Kayserili, bölgedeki su kaynaklarının su kanallarına aktarılarak tarım alanlarında kullanılmaya çalışıldığını ve bu durumun göllerin beslenmiş olduğu su miktarının azalmasına niçin olduğunu söyledi.

Doğubayazıt Sazlıkları’nın Balık Gölü’nden, yer altından gelen sularla beslendiğine dikkat çeken Kayserili, şöyle konuştu:

“Bilhassa Doğubayazıt’ın içme suyunun bir kısmının buralardan yer altı suyu kanalları vasıtasıyla şehre içten aktarılmış olması buranın su kaynaklarının negatif şekilde etkilenmesine sebep oluyor. Su kaynaklarının azalmasıyla şimdi üzerinde yürüdüğümüz toprakların maalesef kuru toprak haline gelmesine sebep oldu. Üstünde yürüdüğümüz alanın sular içerisinde kalması gerekiyordu. Bu şart maalesef göllerin ve sazlıkların küçüldüğünü ve burada doğal hayatın tahrip edildiğini gözler önüne seren en manâlı kanıtlar aralarında kabul ediliyor.
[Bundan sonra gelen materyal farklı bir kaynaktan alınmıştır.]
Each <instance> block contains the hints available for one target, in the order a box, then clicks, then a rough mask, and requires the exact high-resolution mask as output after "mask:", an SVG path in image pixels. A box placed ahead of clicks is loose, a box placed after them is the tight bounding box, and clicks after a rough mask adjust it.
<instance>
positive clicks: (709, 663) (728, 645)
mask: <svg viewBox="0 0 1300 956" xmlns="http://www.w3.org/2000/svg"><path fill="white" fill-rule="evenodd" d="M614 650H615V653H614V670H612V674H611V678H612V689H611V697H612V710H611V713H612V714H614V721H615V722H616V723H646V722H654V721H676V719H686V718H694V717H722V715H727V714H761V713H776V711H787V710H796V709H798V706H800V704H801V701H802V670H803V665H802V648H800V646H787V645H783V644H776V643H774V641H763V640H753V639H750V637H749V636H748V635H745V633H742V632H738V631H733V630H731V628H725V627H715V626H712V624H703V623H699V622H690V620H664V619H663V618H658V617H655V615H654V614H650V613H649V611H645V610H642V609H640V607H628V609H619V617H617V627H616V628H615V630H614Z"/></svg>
Kuş bilimcilerce bu sazlık alanda takriben 100 kuş türünün olduğundan bahsediliyor.”

Alperen Kayserili, kuş sürülerinin manâlı bir kısmının sazlık bölge küçüldükçe burayı göç yolu olmaktan çıkarıp ayrı alternatif sulak alanlar aramaya başladığını anlattı.

Uydu fotoğraflarında son 21 yılda sazlık alanın küçülmesi ve parçalanan göllerin durumunun çok net görüldüğünü söyleyen Kayserili, “2000 yılındaki sazlık ve bataklık arazilerin oranıyla 21 yıl sonraki sazlık ve bataklık arazilerinin oranları aralarında da büyük değişiklik olduğunu uydu görüntüleriyle elde ettiğimiz haritalardan rahatlıkla görebilmekteyiz. Bu küçülme eğer devam edecek olursa maalesef buraların sulak alan özelliğinin kaybedilmesi tehlikesiyle karşısında karşıyayız.

Bu sulak alanları bilinçsiz kullanım sonucunda malesef yok ettik. Elde ettiğimiz iklim verilerinde yağış oranlarında bir azalmanın olduğu görülüyor. Bu da yer altı ve yer üstü sularında bir azalmaya niçin olmaktadır” dedi.